One of the great beauties of SSH is that X Forwarding can be (and usually is) enabled during compilation, so that after you have connected to another server with:
giles@tesla$ ssh remotehost giles@remotehost's password: No mail. giles@remotehost$
You can start X clients simply by typing them as you would at the console of the remote machine, and they will appear on your local machine:
giles@remotehost$ xclock &  26416 giles@remotehost$ xterm &  26422 giles@remotehost$
This is because SSH has already set up your local machine as the machine to display programs on:
giles@remotehost$ set | grep DISPLAY DISPLAY=tesla.gcsu.edu:10.0 giles@remotehost$
If you want to start using your local machine as the work environment for your remote host, one of the cooler things you can do is start an application manager like the Gnome project's "panel", or perhaps something like "tkdesk" or "xfm" if that's more your style. If you're not familiar with doing something like this, a word of warning: you have to be cautious about remembering where any given app has been launched from, either locally or remotely. If you're reconfiguring the remote host, and you type "rm -rf /usr/local/bin/*" on the wrong machine, it will be very painful ... One solution for that is to colorize your prompts differently on every machine you work on, with the host name prominently displayed.

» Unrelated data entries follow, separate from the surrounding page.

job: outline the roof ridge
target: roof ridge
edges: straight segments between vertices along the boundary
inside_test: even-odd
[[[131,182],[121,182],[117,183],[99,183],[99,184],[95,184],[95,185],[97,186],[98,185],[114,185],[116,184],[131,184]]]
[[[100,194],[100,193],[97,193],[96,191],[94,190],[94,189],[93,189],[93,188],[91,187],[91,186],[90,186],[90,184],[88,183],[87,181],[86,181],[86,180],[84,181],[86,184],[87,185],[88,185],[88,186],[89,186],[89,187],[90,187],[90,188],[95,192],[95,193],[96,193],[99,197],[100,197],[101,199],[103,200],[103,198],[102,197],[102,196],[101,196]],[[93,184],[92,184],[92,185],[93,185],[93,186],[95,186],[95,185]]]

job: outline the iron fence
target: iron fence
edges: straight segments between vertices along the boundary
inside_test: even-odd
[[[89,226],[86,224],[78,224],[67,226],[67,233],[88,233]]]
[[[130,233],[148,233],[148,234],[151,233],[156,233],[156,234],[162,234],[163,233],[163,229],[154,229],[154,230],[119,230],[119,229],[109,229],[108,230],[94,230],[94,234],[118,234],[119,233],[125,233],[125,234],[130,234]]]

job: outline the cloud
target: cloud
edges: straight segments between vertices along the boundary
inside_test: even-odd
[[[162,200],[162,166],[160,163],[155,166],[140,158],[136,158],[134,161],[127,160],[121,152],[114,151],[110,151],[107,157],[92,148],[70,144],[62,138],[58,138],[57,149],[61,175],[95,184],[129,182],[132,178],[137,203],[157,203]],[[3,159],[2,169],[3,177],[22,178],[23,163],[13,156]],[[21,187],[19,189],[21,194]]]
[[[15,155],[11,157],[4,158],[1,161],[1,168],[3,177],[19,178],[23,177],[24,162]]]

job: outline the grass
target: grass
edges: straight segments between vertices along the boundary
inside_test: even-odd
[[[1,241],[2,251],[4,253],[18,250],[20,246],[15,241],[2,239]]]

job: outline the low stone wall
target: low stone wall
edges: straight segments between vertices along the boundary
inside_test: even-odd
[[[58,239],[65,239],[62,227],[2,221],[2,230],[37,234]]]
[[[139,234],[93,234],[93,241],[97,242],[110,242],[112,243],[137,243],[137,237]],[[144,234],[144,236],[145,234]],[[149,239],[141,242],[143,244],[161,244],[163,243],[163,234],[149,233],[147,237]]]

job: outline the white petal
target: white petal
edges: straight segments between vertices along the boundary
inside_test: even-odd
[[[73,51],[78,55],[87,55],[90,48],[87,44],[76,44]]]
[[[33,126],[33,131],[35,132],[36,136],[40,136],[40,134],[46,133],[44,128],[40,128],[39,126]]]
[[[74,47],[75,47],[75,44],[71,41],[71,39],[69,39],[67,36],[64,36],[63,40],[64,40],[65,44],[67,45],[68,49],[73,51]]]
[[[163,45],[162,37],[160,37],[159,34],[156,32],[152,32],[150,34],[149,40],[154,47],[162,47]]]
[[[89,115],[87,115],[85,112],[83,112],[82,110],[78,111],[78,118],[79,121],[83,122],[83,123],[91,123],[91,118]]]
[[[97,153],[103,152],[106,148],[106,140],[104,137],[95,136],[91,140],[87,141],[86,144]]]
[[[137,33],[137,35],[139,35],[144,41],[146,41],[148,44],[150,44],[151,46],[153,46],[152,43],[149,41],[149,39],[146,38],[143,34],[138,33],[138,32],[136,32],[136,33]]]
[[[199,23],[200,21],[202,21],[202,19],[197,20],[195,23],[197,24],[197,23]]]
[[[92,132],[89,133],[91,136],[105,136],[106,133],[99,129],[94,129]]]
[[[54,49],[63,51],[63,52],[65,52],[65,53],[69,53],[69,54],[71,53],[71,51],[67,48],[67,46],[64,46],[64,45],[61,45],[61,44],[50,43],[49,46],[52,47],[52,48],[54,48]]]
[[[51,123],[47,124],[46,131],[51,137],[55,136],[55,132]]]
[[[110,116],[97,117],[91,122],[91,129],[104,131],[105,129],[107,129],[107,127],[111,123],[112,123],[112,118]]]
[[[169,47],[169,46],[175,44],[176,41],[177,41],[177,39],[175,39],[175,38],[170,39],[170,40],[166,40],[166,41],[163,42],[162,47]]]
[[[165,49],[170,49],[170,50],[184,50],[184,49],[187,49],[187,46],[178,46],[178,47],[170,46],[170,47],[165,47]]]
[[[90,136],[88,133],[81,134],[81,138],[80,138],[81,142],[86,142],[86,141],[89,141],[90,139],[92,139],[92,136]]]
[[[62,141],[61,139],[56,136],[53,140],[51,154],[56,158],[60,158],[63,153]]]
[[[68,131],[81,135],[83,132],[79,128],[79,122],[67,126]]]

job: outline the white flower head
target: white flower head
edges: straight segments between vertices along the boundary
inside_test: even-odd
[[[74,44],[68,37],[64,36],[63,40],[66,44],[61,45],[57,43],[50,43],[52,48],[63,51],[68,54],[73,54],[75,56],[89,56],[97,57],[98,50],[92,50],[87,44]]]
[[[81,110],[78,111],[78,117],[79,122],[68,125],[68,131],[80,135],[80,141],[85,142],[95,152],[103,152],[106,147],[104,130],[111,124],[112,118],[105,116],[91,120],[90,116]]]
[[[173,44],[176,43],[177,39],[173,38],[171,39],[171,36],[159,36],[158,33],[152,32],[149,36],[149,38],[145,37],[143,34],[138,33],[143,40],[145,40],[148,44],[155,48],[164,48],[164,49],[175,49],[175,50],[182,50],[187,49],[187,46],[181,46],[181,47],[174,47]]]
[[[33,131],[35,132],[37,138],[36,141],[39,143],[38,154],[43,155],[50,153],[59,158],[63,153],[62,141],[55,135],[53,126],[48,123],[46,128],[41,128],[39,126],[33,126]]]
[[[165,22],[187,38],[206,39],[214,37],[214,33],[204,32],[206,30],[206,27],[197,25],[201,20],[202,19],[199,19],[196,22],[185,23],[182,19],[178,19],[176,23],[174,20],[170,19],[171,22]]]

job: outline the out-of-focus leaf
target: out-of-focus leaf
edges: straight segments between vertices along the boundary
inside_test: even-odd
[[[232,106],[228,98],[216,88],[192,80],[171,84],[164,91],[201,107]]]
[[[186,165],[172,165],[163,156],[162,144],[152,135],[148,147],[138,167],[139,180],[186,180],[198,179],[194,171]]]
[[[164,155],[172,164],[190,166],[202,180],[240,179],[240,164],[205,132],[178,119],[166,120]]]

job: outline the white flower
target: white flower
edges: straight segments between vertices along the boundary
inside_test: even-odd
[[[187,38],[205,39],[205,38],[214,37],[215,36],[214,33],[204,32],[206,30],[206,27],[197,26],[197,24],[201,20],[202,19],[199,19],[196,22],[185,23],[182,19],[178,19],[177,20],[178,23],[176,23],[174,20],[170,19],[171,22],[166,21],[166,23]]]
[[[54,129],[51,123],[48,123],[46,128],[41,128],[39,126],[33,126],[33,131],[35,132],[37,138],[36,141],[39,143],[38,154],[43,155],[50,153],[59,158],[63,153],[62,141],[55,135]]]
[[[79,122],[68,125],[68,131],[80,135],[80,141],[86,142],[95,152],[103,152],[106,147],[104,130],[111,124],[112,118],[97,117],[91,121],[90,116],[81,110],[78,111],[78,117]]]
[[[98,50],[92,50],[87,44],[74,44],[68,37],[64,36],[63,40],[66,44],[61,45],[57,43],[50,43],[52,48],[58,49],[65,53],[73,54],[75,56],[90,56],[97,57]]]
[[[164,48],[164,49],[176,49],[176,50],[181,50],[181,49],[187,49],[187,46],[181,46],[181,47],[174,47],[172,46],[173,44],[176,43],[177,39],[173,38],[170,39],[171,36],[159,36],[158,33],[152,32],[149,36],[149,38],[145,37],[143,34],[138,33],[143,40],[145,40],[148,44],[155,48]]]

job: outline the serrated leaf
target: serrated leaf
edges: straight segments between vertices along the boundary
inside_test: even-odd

Often X forwarding is turned off on servers that have a lot of users. My ISP in Toronto, for example, has it turned off, presumably because their business is dial-up connectivity and web hosting, so they don't want the machine bogged down by fifty users all running Netscape on their processors. I tend to turn it on on my servers, but they usually only have twenty or thirty users, and most of those people are only using FTP.